Yıllar önceydi.. Sanırım 1994-95..
Bakkaldan eve bi'şeyler göndermesini istemiştim.
Bir kaç dakika sonra çalan kapıyı açtığımda, karşımda 8-10 yaşlarında bir erkek çocuğu vardı..
Bakkal çırağı istediklerimi getirmişti..
Kapıyı açık bırakıp, getirdiklerini mutfağa bıraktıktan sonra parayı vermek için geri döndüğümde, çırak "abi, sen fakir misin?" diye sordu âniden..
Şaşkınlıkla "Neden böyle düşündün ki?" dedim.
"Çok az eşya var abi senin evinde." diye yanıtladı.
Belli ki, rafları dantellerle süslenerek doldurulmuş koca büfeleri, büyük masaları, heryerine bi'şeyler tıkıştırılmış salonları görüyordu çırak, uğradığı zengin evlerde..
* * * *
2000'li yılların başı..
Evin boyası ve bâzı şeylerini değiştirirken, sokak kapımızı söküp balkona taşımış, orada üzerine akıttığım alçı ve tutkal karışımı kuruduktan sonra yerine takmış ve lâcivert renge boyamıştım.
Farklı bir kapı olmuştu gerçekten..
Bir kaç sene sonra, bir gün eve dönerken asansörün kapısını bizim katta açtığımda, elleriyle benim kapıyı okşayarak ne olduğunu anlamaya çalışan bi'kaç kişi gördüm..
Adamlardan bi'tanesi uzun zamandır Almanya'da yaşayan ev sâhibiydi. Diğerleri ise boyacıydı.
Sordular "nası'yaptınız bunu?" diye.. Anlattım.
Evlerinin iki giriş kapısı var..(dı o zamanlar. Şimdiki vatandaş birini iptal etti.)
Bunlara kapıları sökmek, alçı ve tutkalı karıştırarak böyle bi'şeyle uğraşmak zor geldiğinden sanırım, bi'yerden aldıkları tüp tutkalı uzaktan fışkırtarak yapmaya çalıştılar işi..

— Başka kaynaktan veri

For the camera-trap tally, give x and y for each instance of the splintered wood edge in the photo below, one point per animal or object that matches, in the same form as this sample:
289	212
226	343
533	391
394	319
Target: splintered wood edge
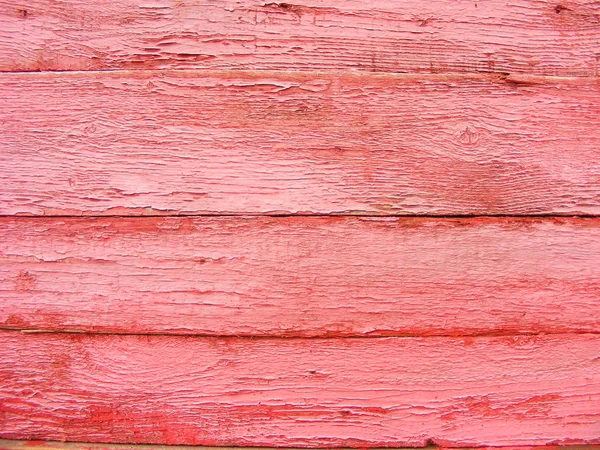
6	444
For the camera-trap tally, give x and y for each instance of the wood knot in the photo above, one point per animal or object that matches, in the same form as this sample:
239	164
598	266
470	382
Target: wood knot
467	135
560	8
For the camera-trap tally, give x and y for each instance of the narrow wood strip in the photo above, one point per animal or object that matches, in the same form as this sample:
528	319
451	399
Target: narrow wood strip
301	276
220	142
541	37
301	392
6	444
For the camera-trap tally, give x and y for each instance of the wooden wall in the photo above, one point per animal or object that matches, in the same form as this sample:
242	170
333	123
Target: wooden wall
333	223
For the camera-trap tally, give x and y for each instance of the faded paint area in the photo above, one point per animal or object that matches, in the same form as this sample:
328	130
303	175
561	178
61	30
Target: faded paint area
151	142
301	276
540	37
301	392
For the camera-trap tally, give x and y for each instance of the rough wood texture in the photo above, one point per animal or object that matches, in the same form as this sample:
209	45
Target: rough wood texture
6	444
540	37
166	143
301	276
301	392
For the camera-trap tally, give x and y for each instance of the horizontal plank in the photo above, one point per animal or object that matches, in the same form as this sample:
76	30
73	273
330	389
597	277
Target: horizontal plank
168	143
301	392
301	276
541	37
7	444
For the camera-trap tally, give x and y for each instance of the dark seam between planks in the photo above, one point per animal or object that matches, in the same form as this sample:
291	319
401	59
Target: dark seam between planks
358	214
507	77
16	444
370	335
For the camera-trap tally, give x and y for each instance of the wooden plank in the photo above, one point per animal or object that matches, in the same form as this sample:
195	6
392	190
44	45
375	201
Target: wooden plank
170	143
6	444
301	392
301	276
540	37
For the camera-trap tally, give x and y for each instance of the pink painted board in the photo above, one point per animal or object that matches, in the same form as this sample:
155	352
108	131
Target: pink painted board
528	390
539	37
301	276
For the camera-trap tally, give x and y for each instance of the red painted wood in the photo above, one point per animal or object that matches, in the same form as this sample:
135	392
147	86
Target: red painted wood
6	444
301	392
301	276
541	37
169	143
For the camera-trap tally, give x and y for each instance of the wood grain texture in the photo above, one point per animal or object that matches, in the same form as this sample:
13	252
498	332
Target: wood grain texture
169	143
301	392
301	276
7	444
540	37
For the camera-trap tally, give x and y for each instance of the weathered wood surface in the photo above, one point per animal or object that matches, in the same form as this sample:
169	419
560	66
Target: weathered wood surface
168	143
6	444
301	392
540	37
301	276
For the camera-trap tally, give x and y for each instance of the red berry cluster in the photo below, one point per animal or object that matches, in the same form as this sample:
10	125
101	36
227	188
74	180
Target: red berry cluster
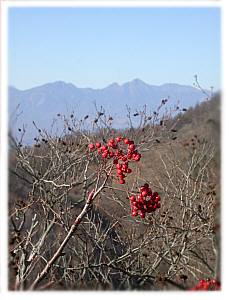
207	285
115	149
145	202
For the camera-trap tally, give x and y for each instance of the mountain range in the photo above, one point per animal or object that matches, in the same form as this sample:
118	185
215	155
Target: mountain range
42	103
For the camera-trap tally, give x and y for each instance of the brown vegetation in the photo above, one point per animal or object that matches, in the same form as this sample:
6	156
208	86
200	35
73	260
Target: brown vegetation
61	237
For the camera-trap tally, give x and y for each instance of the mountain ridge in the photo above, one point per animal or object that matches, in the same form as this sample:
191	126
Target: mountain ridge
42	103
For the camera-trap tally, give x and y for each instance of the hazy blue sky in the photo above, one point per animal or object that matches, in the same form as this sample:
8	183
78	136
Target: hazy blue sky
98	46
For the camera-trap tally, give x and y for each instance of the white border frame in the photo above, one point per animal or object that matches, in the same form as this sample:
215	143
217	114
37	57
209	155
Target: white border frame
3	151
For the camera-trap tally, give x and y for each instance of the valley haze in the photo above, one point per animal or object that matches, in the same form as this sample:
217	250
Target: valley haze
41	104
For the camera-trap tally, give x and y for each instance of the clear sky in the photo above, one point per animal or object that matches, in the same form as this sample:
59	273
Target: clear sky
94	47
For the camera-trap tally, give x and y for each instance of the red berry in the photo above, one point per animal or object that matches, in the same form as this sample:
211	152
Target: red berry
126	141
158	198
144	193
111	154
134	213
132	198
142	214
104	148
118	139
132	147
137	157
119	172
91	146
105	154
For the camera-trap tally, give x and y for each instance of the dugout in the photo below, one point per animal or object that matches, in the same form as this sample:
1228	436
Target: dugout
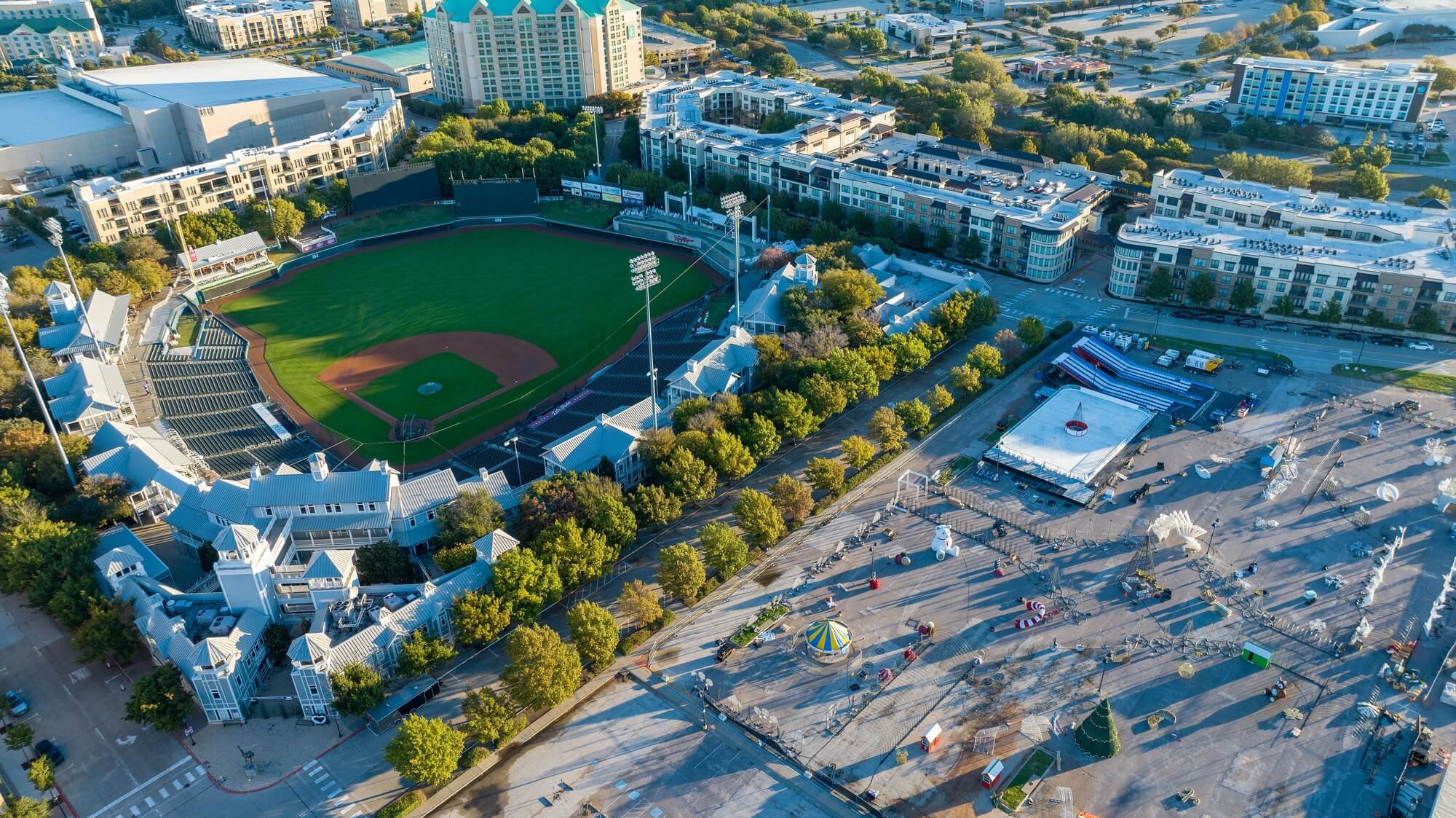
496	197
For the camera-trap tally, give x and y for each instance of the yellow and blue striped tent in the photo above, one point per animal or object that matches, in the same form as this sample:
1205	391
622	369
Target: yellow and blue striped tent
828	637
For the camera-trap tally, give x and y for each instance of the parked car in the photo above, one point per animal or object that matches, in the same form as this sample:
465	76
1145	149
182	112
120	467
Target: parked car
47	747
17	704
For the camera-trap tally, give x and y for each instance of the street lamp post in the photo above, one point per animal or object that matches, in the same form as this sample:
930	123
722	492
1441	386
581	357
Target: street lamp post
644	275
733	202
596	117
516	444
53	230
30	376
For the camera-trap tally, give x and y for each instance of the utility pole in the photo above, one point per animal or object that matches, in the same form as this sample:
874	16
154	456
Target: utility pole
596	117
733	202
30	376
53	230
644	275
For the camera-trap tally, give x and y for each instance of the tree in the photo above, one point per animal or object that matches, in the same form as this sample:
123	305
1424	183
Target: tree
41	775
1244	297
595	632
384	564
20	737
915	414
759	517
687	476
490	720
729	456
1097	736
158	701
1032	331
480	616
544	670
1369	184
857	450
276	641
940	399
526	584
986	358
724	551
653	506
470	517
887	428
681	573
426	752
422	653
456	558
1202	288
27	809
640	603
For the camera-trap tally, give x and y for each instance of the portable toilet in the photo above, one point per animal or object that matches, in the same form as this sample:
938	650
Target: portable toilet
1256	656
992	774
931	739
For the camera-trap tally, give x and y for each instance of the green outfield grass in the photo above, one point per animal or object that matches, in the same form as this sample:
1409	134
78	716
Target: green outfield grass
569	296
461	382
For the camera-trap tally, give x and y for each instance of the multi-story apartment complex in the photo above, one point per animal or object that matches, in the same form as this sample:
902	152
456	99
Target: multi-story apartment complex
355	15
49	29
486	50
1310	90
113	210
1393	278
1026	211
234	26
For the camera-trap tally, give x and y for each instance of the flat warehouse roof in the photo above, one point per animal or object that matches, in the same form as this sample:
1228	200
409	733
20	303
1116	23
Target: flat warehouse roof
1042	437
40	115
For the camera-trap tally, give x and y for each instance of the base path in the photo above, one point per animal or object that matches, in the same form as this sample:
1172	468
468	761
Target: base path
515	361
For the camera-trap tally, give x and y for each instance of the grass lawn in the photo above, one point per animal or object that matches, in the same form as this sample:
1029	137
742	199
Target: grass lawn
187	329
582	211
569	296
392	221
461	382
1410	379
1184	345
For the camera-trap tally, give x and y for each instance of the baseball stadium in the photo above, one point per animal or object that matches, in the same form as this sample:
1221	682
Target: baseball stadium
439	341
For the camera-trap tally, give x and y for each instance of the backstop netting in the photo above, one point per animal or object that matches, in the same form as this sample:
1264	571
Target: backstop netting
408	184
496	197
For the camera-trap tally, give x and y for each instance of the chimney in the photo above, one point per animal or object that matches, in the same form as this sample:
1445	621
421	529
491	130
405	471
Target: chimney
318	466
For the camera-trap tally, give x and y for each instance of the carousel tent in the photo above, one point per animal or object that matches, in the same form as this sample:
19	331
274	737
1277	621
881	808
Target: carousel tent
828	640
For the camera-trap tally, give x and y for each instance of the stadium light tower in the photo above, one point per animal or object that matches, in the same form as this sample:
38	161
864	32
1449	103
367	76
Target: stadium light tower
58	237
596	117
644	275
36	388
733	204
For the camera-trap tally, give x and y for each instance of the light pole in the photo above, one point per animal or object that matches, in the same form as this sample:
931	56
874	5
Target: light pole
733	202
53	230
36	388
516	444
596	117
644	275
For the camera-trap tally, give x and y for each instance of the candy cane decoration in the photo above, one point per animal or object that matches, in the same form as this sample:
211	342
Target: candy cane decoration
1039	612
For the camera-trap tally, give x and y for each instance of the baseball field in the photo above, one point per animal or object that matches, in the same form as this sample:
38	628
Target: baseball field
464	331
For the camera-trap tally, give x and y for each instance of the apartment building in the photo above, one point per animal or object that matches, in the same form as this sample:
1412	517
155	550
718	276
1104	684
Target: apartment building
1026	210
234	26
113	210
1333	93
555	54
49	29
1393	278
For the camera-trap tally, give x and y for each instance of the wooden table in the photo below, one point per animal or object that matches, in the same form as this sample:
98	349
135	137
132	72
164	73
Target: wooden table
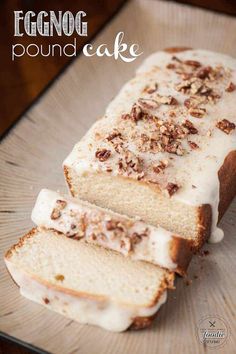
31	156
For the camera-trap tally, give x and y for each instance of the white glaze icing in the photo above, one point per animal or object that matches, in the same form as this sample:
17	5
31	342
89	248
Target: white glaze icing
154	248
108	314
196	168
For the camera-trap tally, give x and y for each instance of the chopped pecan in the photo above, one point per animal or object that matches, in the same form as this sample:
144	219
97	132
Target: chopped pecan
186	76
114	225
188	103
172	188
59	277
226	126
159	168
194	63
231	87
113	135
136	238
193	145
197	112
170	100
148	103
176	59
102	154
171	66
56	212
204	72
190	127
151	88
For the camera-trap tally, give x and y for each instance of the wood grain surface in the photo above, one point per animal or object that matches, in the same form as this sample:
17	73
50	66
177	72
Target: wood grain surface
31	157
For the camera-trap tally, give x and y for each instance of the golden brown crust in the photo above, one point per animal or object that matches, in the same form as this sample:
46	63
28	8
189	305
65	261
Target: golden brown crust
181	251
68	179
167	281
142	322
204	225
20	243
227	177
176	49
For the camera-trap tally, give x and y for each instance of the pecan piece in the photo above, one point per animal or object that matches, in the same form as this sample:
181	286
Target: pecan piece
159	168
171	66
148	103
190	127
59	277
231	87
114	225
193	145
56	212
151	89
172	188
197	112
113	135
204	72
170	100
102	154
194	63
226	126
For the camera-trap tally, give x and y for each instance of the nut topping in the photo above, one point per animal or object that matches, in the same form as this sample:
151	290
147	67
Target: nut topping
197	112
114	225
151	89
204	72
226	126
148	103
56	212
113	135
102	154
193	63
59	277
170	100
172	188
231	87
161	167
193	145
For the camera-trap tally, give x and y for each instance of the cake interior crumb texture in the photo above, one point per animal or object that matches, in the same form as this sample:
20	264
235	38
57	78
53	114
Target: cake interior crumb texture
88	270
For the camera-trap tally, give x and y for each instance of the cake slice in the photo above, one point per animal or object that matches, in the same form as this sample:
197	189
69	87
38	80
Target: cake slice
131	237
166	148
87	283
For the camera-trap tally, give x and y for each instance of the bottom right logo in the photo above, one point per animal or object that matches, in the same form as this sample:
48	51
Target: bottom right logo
213	331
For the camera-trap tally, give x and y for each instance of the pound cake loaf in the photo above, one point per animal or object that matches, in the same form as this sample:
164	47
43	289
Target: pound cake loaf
131	237
87	283
166	148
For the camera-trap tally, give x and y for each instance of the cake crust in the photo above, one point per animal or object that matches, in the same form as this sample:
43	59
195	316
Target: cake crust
170	86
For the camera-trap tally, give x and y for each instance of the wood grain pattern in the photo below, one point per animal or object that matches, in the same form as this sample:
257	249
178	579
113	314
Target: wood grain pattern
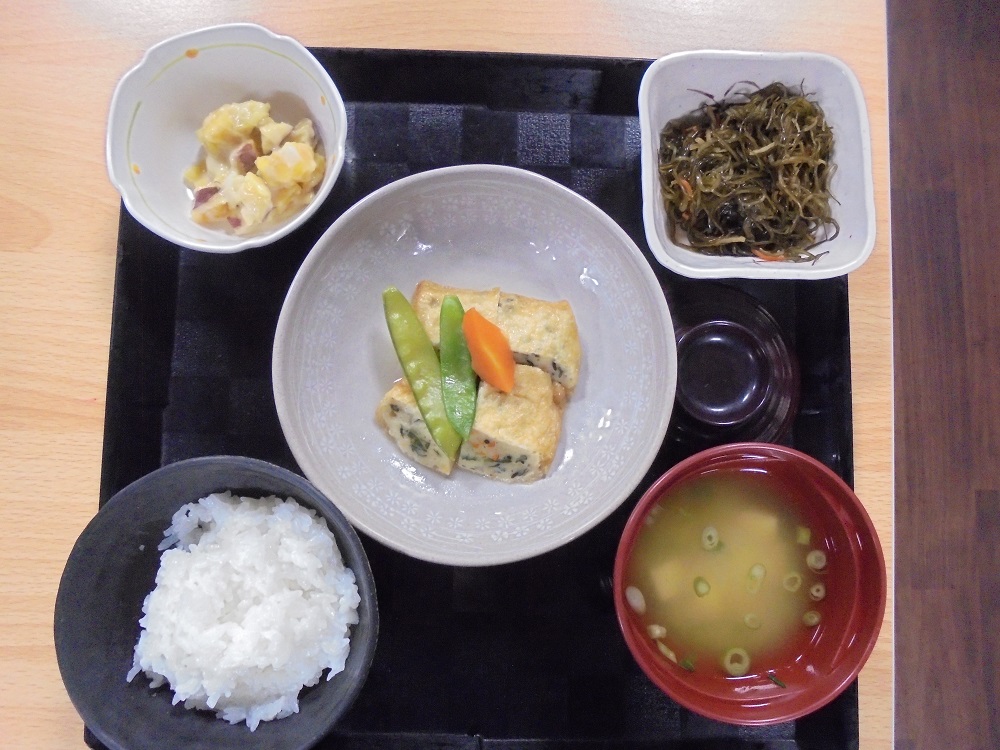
60	61
944	105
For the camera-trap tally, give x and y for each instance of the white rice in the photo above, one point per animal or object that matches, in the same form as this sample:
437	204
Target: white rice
252	604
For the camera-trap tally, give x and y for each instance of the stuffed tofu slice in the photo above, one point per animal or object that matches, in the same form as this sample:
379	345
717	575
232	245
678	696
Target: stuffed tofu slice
515	435
399	416
542	334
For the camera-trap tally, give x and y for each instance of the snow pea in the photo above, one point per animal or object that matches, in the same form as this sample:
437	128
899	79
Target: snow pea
421	367
458	379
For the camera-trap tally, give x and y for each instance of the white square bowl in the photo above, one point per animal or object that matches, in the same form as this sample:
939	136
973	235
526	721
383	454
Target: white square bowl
676	85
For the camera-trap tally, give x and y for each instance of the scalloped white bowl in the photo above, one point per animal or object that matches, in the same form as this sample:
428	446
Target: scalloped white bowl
474	226
672	86
160	103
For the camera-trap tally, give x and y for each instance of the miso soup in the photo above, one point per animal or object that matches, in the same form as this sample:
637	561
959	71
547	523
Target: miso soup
725	576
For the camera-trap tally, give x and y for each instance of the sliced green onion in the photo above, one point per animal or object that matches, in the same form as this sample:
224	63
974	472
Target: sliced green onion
792	582
736	662
710	538
701	586
635	599
665	650
816	560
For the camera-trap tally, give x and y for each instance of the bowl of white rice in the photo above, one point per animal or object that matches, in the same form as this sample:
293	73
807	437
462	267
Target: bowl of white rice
220	602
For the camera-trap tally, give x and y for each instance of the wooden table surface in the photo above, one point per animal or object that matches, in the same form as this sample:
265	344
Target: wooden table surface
60	62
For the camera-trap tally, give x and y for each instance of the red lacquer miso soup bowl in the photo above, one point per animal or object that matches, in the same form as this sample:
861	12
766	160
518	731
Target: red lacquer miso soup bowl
750	584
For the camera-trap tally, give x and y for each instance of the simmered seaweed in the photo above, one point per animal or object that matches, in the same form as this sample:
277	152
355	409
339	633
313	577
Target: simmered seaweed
750	176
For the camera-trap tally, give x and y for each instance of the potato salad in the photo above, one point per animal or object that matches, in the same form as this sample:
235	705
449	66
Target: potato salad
254	171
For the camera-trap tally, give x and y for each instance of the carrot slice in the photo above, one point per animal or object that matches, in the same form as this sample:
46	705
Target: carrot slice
491	356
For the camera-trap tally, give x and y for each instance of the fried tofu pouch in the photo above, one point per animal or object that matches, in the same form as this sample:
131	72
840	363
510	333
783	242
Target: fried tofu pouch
541	333
399	415
515	435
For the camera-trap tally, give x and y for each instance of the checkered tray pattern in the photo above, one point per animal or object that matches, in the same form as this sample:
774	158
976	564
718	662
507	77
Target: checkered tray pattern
524	655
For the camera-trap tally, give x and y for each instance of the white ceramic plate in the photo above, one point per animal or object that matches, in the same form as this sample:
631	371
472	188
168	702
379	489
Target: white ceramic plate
160	103
473	226
672	86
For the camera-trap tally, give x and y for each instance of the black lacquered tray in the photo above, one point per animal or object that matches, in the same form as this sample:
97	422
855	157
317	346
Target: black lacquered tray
525	655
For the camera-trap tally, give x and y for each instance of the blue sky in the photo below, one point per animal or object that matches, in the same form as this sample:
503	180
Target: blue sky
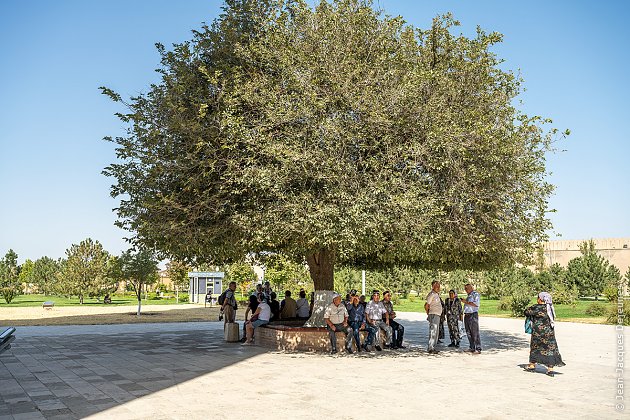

İçinde alçı olmadığından sıvı tutkal aşağıya süzülüp kururken sanki bir tükürük ya da sperm efekti yapmıştı kapılarında bi'kaç gün.. Beyaz, beyaz..
Asıl acaipliği bi'kaç gün sonra, bi'gece eve geldiğimde gördüm.
Tutkalları kurumuş olan kapıları kan kırmızısına boyamışlardı.. Yuh dedim içimden.
Bir müddet sonra, bi'akşam A.W. kasaptan istediği eti getiren kasap çırağına açmış kapıyı..
Bana seslendi "Çabuk gel.." diye.. Sesi endişeliydi..
Koşup gittiğimde, gözlerinde dehşet ve korku ifâdesi olan, ağlayan ve burnunu çeken bir çocuk gördüm.. Titriyordu..
İlk aklıma gelen merdivenlerde ya da asansörde bir saldırı ya da tâcize uğradığı olmuştu..
"N'oldu oğlum?" filân diye sorduğumda, uzun etmiim, çocuğun kırmızı kapılardan inanılmaz etkilendiğini ve korktuğunu anladım.
O'nun gözü ile baktığımda, gerçekten bir mezbaha kapısı görünümü vardı kapılarda..
Sanki oluk oluk kan akmış ve pıhtılaşmıştı üzerlerinde..
Çocuğu sâkinleştirip gönderdikten sonra Alamancıyla konuştum ve anlattım olayı..
"Sizinkinin aynısı olmasın diye o renge boyadık." dedi ama bir mahsuru olmadığını hattâ daha da iyi olacağını söyleyince lâciverte döndü onlarda..
* * * *
İki erkek çocuğunun gözünden detaylardı bunlar..
Bu kadar..
Kırmızı kapı komşunun kapısı değil, bizim kapının fotoğraf hilesiyle kırmızıya döndürülmüş hâlidir. Azıcık fikir vermesi açısından.. Akıntı efektlerini bir de diğer şekilde görseydiniz, siz de z.çardınız belki..
Cuma, Kasım 21, 2008
iki çırağın gözüyle..
Kaydol:
Kayıt Yorumları (Atom)
9 yorum:
ay yazık yaa, şimdi o çocukcağızı düşündüm de içim cız etti :(
kimsede olmayan bir sokak kapısı ha. güzel fikir ama çok da çarpıcı. Bir arkadaşımın Ankaradaki evinin kapısı çok güzel. Ben de onu çok beğeniyorum. Vardır mutlaka başkalarında da, ama ben sadece onda gördüm şimdiye kadar. Aslında o da sıradan bir demir kapı işte :)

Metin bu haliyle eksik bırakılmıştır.